We won’t be able to answer this question exactly for you, but if you’re stuck with this problem then you’ve come to the right place!
In this article we’re going to be taking you through everything there is to know about energy drops of a ketogenic diet: how to manage them, why they might be happening, and how you can prevent them in the future.
What Is The Ketogenic Diet?
A ketogenic diet is a high-fat, low-carbohydrate diet that places the body into a state known as ketosis. When you follow a keto diet, you drastically reduce the number of carbs you eat and instead fill up on fats.
Your body then produces something called ketones and these serve as alternative fuel sources, along with glucose derived from stored fat.
In turn, this helps the body use up all three major forms of energy—glucose, glycogen, and triglycerides stores—and forces your body into a state known as ketosis.
Some studies suggest that people who regularly consume a keto diet lose weight more easily than those who don’t.
When you first begin a keto diet, your goal is to get your body into a state of ketosis. Ketosis occurs when your body starts burning fat instead of sugar (or carbohydrate) for energy. To do this, you need to severely restrict your intake of carbohydrates.
You’ll cut out starchy vegetables like potatoes and bread as well as fruit juices and candy. Instead, you’ll focus on eating plenty of protein and healthy fats.
The ketogenic diet works by forcing the body to burn fat rather than sugar. When you eliminate carbohydrates, your liver converts them to glucose, which it then uses for energy. But if there’s no carbohydrate around for it to convert, it burns fat instead.
By cutting back on carbohydrates and replacing them with dietary fat, you prevent your body from producing insulin. As a result, you’re able to enter a state of ketosis without having to count calories or measure food portions.
Low Energy On A Keto Diet
One of the most common side effects that people report from a keto diet is a sudden drop in energy.

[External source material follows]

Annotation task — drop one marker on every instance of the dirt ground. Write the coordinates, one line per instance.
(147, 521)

This can happen from time to time and there are a few different reasons why it might be so.
The first thing we want to point out is that it isn’t necessarily because the keto diet and other factors are possible. You’ll need to properly examine other aspects of your life before you decide that it is because of your keto diet.

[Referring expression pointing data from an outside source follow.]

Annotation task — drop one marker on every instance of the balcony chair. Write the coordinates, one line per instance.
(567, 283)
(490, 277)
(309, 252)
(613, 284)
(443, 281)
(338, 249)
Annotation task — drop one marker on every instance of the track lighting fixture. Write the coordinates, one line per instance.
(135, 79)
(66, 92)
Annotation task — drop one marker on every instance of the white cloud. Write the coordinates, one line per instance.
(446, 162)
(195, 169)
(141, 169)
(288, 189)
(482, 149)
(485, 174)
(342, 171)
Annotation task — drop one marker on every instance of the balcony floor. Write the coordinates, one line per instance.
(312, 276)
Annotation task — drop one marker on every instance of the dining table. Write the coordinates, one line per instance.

If your drops in energy have coincided with your new diet, then there is a good chance it is because of one of the reasons that we will outline for you below.
1. Your Body’s Fat Adaption
When you eat carbs, your body converts them to glucose (blood sugar) and stores them in your liver and muscles. When your blood sugar drops, your brain sends out a signal to release insulin, which then breaks down the stored glucose into glycogen (a type of carbohydrate). Glycogen is stored in your liver and muscles until your blood sugar rises again.

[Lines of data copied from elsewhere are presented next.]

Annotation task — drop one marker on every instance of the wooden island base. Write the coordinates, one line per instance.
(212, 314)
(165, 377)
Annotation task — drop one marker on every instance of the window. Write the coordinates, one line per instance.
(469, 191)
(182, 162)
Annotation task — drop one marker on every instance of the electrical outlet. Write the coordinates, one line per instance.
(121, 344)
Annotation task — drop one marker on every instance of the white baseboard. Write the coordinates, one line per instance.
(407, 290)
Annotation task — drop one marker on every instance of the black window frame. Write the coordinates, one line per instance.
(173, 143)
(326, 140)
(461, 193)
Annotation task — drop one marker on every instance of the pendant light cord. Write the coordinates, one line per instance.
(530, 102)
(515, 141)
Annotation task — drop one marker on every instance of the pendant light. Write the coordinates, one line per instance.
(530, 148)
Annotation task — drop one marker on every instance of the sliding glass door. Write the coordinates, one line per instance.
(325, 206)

This causes ketosis, where your body uses fats instead of carbs for energy. If your blood sugar stays low, your body starts breaking down its own muscle cells for fuel. This causes ketosis, where your body uses fats instead of carbs for energy.
2. Too Much Protein
Protein is great for building muscle mass, but if you’re looking to lose weight, you need to keep your protein intake under 20% of your daily calories. Eating too much protein can cause your body to store extra water, making you feel bloated and sluggish.
Sleep deprivation makes you crave high-carb foods, especially sugary ones. To help you get a good night’s rest, try going to bed at least seven hours before you want to wake up. That way, you’ll have time to wind down and prepare yourself for a deep slumber.
4. Water Intake
Drinking plenty of water helps flush toxins from your system, keeps your skin glowing, and helps regulate your body temperature. It’s best to aim for eight glasses per day.
5. Regular Exercise
Exercise boosts your metabolism, burns calories, and increases your energy levels. Try walking, running, swimming, biking, dancing, hiking, or any other activity that gets your heart pumping.
6. Fiber Intake
Fiber is an indigestible carbohydrate that adds bulk to your stool and helps prevent constipation. Fiber also slows digestion, keeping you feeling full longer. Aim for 25 grams of fiber each day.
So there you have it, those were 6 reasons why you might have low energy on keto and how you can remedy the situation.
Whilst it has numerous health benefits, it’s important to keep in mind that the ketogenic diet is very restrictive and as a result, you might find difficulties whilst accumulate to it.
We hope that this article has told you everything that you wanted to know about low energy on keto and that you now have some ways to manage it. Best of luck with your keto diet – no matter what you hope to get out of it!
Best of luck with your keto diet – no matter what you hope to get out of it!